Fürst an Bundes-SPÖ: "Nicht vom Statut treiben lassen"
Die Bundes-SPÖ ist seit mehreren Wochen mit sich selbst beschäftigt. SPÖ-Chefin Pamela Rendi-Wagner kämpft um den Verbleib an der Parteispitze, der burgenländische Landeshauptmann Hans Peter Doskozil möchte sie ablösen. Beide Lager waren am Dienstag im PULS 24 Talk "Pro und Contra" vertreten: auf der einen Seite die Nationalratsabgeordnete Selma Yildirim, die Rendi-Wagner unterstützt, auf der anderen Seite der burgenländische SPÖ-Landesgeschäftsführer Roland Fürst, naturgemäß ein loyaler Verfechter des Doskozil-Kurses.
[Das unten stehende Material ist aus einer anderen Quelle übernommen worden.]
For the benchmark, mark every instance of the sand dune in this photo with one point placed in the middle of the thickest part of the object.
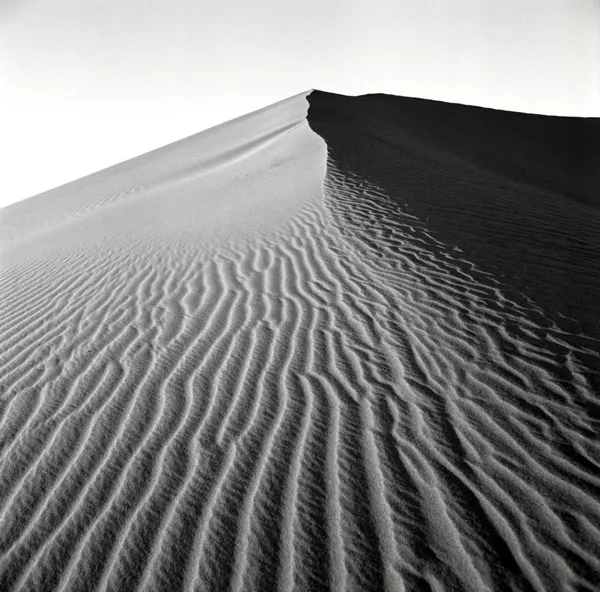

Fürst konnte an dem losgetretenen Bewerbungsprozess - letztlich wollten sich 72 Personen und eine Giraffe (Spaßbewerbung von "Krone"-Journalist Michael Pommer) der SPÖ-Mitgliederbefragung stellen - auch Positives erkennen. "Die Sozialdemokratie hat sich jetzt für einen historisch einmaligen Prozess entschieden, wo eine Vorsitzende oder ein Vorsitzender von den Mitgliedern - dem höchsten Souverän der Bewegung - gewählt wird", sagte der Landespolitiker.
Zugleich ärgerte sich Fürst über die Haltung der Bundespartei. "Die erste große Kritik ist, die Befragung ist nicht bindend", kritisierte er. "Ich verstehe nicht, warum man sich nicht committet und sagt: Wer Erste oder Erster wird, wird am Parteitag vorgeschlagen. Punkt. Und alle haben sich hinter dem oder der zu versammeln."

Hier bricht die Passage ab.